However I think it is not clear how one could formulate it in the context of pure intuitionistic first order logic (if it does make sense at all).

Various sources ([1], [2]) state it as "$\neg \neg \exists x P \to \exists x P$ for $P$ $\forall, \to$-free". Another tempting formulation would be $\forall x (P \lor \neg P) \to \neg \neg \exists x P \to \exists x P$ for any propositional $P$. As far as I can see, these two formulations are not comparable. Both these axioms, though, share the property that if we add them to pure intuitionistic first order logic we still obtain a constructive system (this is proved in [1] for the first axiom; I couldn't find references for the second axiom, but a proof can be obtained with a very similar argument).

Is there a more general analog of Markov's rule for first-order logic which preserves the disjunction property and other proof-theoretic properties of constructive systems? Or alternatively, is there some other source justifying the choice of the formalization used in [1,2] for Markov's principle?

[1] H. Herbelin, An intuitionistic logic that proves Markov's principle https://hal.inria.fr/inria-00481815/ [2] U. Berger, A Computational Interpretation of Open Induction http://ieeexplore.ieee.org/stamp/stamp.jsp?arnumber=1319627

Answer 1

This is not an answer to the question, but rather a comment which benefits from proper formatting.

For me personally, Markov's principle is specifically associated with the natural numbers and not with some other set. By that I mean that I don't think of $$ \neg\neg \exists x \in X{:}\ P(x) \quad\Longrightarrow\quad \exists x \in X{:}\ P(x) $$ (with $P$ restricted in some form, as you detailed) as a reasonable constructive principle, if $X$ is some arbitrary set.

Recall that there is a concrete reason why some schools of constructive mathematics accept Markov's principle: consider the algorithmic interpretation. The property $P$ is such that we can test in some finite way, for any natural number $n$, whether $P(n)$ holds or not. The assumption that $\neg\neg\exists n \in \mathbb{N}{:}\ P(n)$ means that there is some number $n$ such that $P(n)$ holds, but we do not know such a number (we are not given a witness of the existential statement).
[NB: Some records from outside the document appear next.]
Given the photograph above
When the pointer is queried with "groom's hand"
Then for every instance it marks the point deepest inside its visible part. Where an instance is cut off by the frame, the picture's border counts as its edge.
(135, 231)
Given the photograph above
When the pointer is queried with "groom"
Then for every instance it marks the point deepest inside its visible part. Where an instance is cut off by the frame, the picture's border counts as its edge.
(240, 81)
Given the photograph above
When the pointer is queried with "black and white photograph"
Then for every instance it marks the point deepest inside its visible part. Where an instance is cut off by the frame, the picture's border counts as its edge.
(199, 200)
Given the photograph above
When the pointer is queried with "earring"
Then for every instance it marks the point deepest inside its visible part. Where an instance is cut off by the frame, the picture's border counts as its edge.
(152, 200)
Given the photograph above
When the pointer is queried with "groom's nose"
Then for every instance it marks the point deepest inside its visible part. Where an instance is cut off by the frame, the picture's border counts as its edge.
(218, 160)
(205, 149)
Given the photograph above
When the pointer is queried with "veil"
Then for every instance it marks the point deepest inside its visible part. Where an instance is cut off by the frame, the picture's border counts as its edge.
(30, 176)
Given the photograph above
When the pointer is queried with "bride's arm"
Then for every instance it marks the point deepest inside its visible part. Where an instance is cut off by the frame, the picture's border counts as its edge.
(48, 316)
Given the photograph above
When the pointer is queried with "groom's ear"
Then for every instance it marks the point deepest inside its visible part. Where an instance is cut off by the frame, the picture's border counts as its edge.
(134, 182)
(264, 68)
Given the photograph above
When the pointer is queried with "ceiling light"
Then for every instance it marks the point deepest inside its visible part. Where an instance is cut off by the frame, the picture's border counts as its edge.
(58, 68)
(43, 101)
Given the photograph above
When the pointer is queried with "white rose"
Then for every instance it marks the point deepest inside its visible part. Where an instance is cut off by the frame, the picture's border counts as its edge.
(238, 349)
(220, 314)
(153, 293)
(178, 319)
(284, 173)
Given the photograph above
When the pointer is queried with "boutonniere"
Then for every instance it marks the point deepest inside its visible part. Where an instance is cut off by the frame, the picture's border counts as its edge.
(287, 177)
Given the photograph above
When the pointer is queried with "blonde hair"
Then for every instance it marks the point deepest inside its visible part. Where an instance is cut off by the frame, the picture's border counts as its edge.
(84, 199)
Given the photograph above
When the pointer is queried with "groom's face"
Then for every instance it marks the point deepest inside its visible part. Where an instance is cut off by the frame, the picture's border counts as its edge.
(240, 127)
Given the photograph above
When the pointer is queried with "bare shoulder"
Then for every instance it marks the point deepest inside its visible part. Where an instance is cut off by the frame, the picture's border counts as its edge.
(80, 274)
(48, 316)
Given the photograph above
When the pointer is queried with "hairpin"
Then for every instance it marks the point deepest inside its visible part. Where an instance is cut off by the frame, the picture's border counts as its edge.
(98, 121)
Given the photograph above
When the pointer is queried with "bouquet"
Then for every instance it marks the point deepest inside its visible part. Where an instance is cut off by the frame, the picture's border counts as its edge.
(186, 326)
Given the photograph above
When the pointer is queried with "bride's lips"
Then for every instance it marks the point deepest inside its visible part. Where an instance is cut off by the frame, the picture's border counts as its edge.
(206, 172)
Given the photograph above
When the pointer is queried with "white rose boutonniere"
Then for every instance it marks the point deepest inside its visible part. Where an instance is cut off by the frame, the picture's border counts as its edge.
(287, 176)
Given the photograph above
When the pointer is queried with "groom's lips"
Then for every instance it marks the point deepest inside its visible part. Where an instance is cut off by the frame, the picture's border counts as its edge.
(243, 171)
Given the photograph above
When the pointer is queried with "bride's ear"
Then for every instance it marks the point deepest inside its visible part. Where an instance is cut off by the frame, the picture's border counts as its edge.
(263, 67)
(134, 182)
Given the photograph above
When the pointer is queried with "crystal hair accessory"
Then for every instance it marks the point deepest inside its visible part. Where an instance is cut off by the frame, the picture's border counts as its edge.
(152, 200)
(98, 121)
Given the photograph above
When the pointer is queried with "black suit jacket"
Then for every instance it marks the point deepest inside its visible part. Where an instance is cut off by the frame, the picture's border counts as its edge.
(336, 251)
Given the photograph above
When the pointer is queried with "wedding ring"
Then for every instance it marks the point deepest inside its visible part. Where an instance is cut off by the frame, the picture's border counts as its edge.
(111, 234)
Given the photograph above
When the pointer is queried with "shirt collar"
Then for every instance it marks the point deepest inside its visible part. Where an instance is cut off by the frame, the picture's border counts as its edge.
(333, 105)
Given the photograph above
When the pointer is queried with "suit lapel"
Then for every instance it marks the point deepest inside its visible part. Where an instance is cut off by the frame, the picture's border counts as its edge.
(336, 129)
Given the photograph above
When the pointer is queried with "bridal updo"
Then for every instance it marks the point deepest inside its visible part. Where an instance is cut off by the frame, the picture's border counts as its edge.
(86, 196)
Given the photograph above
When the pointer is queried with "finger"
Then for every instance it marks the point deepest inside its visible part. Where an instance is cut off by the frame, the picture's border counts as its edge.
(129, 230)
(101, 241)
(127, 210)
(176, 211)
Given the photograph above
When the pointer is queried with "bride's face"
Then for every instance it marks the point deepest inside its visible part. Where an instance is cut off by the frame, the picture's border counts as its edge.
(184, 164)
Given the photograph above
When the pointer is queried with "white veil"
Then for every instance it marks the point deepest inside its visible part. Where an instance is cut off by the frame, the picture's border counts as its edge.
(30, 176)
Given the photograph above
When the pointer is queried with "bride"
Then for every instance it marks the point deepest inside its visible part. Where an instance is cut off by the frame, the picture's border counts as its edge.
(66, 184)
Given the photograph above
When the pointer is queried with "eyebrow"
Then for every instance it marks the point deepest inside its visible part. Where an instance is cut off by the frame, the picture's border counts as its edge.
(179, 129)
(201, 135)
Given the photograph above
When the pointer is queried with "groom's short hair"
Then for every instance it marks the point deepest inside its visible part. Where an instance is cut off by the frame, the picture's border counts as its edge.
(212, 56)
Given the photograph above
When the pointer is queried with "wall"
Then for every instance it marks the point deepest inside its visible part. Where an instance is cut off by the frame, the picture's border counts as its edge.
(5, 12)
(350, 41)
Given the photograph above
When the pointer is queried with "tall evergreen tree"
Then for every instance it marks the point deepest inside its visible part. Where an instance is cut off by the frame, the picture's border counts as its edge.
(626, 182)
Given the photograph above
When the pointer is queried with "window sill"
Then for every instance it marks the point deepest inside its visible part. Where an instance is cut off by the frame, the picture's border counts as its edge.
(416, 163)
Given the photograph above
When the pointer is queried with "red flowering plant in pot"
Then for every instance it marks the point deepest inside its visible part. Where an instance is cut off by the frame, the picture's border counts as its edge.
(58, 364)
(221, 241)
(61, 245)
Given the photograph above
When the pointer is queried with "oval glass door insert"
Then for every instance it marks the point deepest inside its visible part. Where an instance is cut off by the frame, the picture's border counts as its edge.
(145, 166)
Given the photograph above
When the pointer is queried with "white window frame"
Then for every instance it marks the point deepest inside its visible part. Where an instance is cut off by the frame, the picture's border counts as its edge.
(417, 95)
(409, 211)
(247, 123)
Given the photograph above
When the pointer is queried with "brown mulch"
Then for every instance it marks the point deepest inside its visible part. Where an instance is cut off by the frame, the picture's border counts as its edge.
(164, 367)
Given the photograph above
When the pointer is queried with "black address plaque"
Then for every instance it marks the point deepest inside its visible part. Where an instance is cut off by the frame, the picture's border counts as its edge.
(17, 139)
But we can find such a number on our own, thereby providing a witness of the statement $\exists n \in \mathbb{N}{:}\ P(n)$, by checking $P(0)$, $P(1)$, $P(2)$, and so on. This algorithm terminates (but we couldn't provide an upper bound for its runtime).

For an arbitrary set $X$ in place of $\mathbb{N}$, no analogous approach is possible. Therefore I can't quite fathom what you're driving at. (Markov's principle certainly works for some relatives of $\mathbb{N}$, for instance $\mathbb{N}^2$, which we can too search in a sequential manner.)